How He Fell in Love is a 2015 American romantic drama film written and directed by Marc Meyers and starring Matt McGorry, Amy Hargreaves, Britne Oldford, and Mark Blum. It premiered at the LA Film Fest on June 11, 2015, and was released theatrically by Orion Pictures and Monument Releasing on July 15, 2016.

==Synopsis==
The film revolves around Travis (McGorry), a young struggling musician, who crosses paths with Ellen (Hargreaves) at a wedding. She's an older married yoga teacher who is trying to adopt a child with her husband. Travis and Ellen begin an affair that slowly deepens into something more intimate and profound. As their encounters continue, Ellen is confronted with her failing marriage while Travis must face the consequences of his actions.

==Cast==
- Matt McGorry as Travis
- Amy Hargreaves as Ellen
- Mark Blum as Henry
- Britne Oldford as Monica
- Bobby Moreno as Jason
- Seth Barrish as Steve
- Denny Bess as Ian
- Turna Mete as Karen

==Production==
Myers revisited a previous draft of the script after completing his previous film, Harvest (2010), as he felt that after several years of marriage, it was time to return to the story and explore a type of intimacy that he never put on screen before.

==Reception==
The film received mixed reviews from critics, currently holding a 38% "Rotten" rating on Rotten Tomatoes.

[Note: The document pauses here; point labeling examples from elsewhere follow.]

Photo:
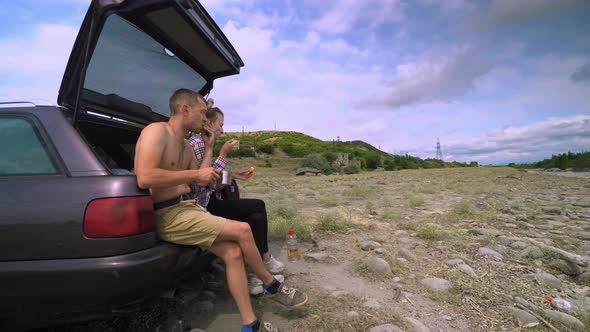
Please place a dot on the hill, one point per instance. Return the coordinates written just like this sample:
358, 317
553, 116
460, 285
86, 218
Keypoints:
298, 145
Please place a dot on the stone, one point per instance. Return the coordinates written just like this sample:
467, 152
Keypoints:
372, 303
416, 325
532, 252
567, 321
208, 295
545, 227
485, 251
407, 254
546, 279
569, 268
518, 245
584, 278
379, 266
504, 240
583, 236
486, 232
454, 261
320, 257
436, 284
467, 270
352, 314
385, 328
553, 210
522, 318
204, 307
369, 245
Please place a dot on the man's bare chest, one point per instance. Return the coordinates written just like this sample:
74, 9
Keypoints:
176, 156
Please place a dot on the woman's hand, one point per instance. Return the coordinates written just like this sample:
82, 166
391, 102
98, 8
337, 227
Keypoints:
228, 147
245, 174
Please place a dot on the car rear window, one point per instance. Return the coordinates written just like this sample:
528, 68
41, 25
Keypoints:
129, 63
22, 150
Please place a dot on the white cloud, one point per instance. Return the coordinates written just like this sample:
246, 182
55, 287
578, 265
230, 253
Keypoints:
344, 14
430, 78
535, 141
505, 13
582, 74
36, 63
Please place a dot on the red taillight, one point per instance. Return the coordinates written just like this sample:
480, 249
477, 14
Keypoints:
120, 216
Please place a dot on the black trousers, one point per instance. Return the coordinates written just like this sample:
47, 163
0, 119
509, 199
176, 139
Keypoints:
252, 211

Nick Schager of Variety was positive about the film, saying that it was "Mature and moving in its navigation of convoluted, conflicting desires." Bob Strauss of the Los Angeles Daily News wrote that "It's the type of mature drama that's rarely seen in American movies -- even the indie ones." Steve Greene of Indiewire also wrote positively of the film, praising Amy Hargreaves' performance and saying that "With a sharp focus...Meyers foregoes easy judgment or condemnation to give a full view of a love with consequences."